The upcoming dividend tax increase will most likely make dividend paying stocks cheaper, which means great buys for long-term investors.
The President's budget was released last week, and it wants to get back to taxing dividends at ordinary income levels for individuals making more than $200,000 a year and couples making more than $250,000. The proposal, which returns the tax treatment of dividends back to policies in place before 2003, would raise an estimated $206.4 billion over 10 years.
This may not be the most opportune time for such a plan when everyone is looking to dividends for steady returns over those historically low Treasury yields.
Some fund managers and financial advisers are already preparing for a dividend tax hike due to a monumental federal deficit and public sentiment heavily favoring higher taxes for the rich.
Valuations Will Fall
Higher taxes would most likely make companies that pay dividends cheaper, experts say.
In the past, dividend-paying stocks have lagged non-paying companies for about six months after the tax increase, according to Ned Davis Research Group.
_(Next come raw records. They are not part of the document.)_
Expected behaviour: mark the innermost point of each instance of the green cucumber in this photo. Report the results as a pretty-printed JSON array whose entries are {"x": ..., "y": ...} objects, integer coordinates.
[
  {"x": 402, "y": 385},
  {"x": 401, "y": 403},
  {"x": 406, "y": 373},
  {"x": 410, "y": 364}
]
But analysts say that those investors with a long-term horizon might make out because of these declines.
"If history is any guide, this will provide a buying opportunity for the dividend-oriented investor," said Linda Duessel, a Senior Equity Strategist at Federated Investors who specializes in equity income. She – like Investment U expert Marc Lichtenfeld – expects dividend-paying stocks to outperform their counterparts over the long term.
Also, take this statement from Matt McCormick, VP and Portfolio Manager at Bahl & Gaynor, into account: "My conclusion is this, if you see taxes go up… that's going to impact the market to the downside… I think investors will go back into dividend-paying stocks to protect on the downside."
Also Expect Increasing Dividends
Last year brought a record 22 dividend initiations by companies in the Standard & Poor's 500 Index. There have been five so far in 2012. And analysts believe that an evitable dividend tax increase would push companies to return the record amounts of cash on their balance sheets back to the investors.
When dividend taxes were scheduled to return to earlier levels in 2010 – when there was a fear that the Bush-era tax cuts would expire – more than 100 companies declared special dividends that year to give back some cash to shareholders ahead of the planned tax change, according to Standard & Poor's.
There's a lot of space for a larger number and dollar amount of payments. While 397 S&P 500 companies pay dividends, the average since 1980 is 413 companies. And payments as a percentage of profits are only 30% now, versus a historical average of 52%, according to S&P.
All told, dividend spending by S&P 500 companies should increase 15% this year, estimates Howard Silverblatt, Senior Index Analyst at S&P.
A Solid Play for Growing Dividends
I think the easiest way to take advantage of the changing landscape would be to buy a mutual fund focused on companies with growing dividends. Two that come to mind are the T. Rowe Price Dividend Growth (PRDGX) or Vanguard Dividend Growth (VDIGX) funds. The T. Rowe Price fund ranks among the top one-quarter of its peers for 10-year performance. The Vanguard fund ranks among the top one-tenth.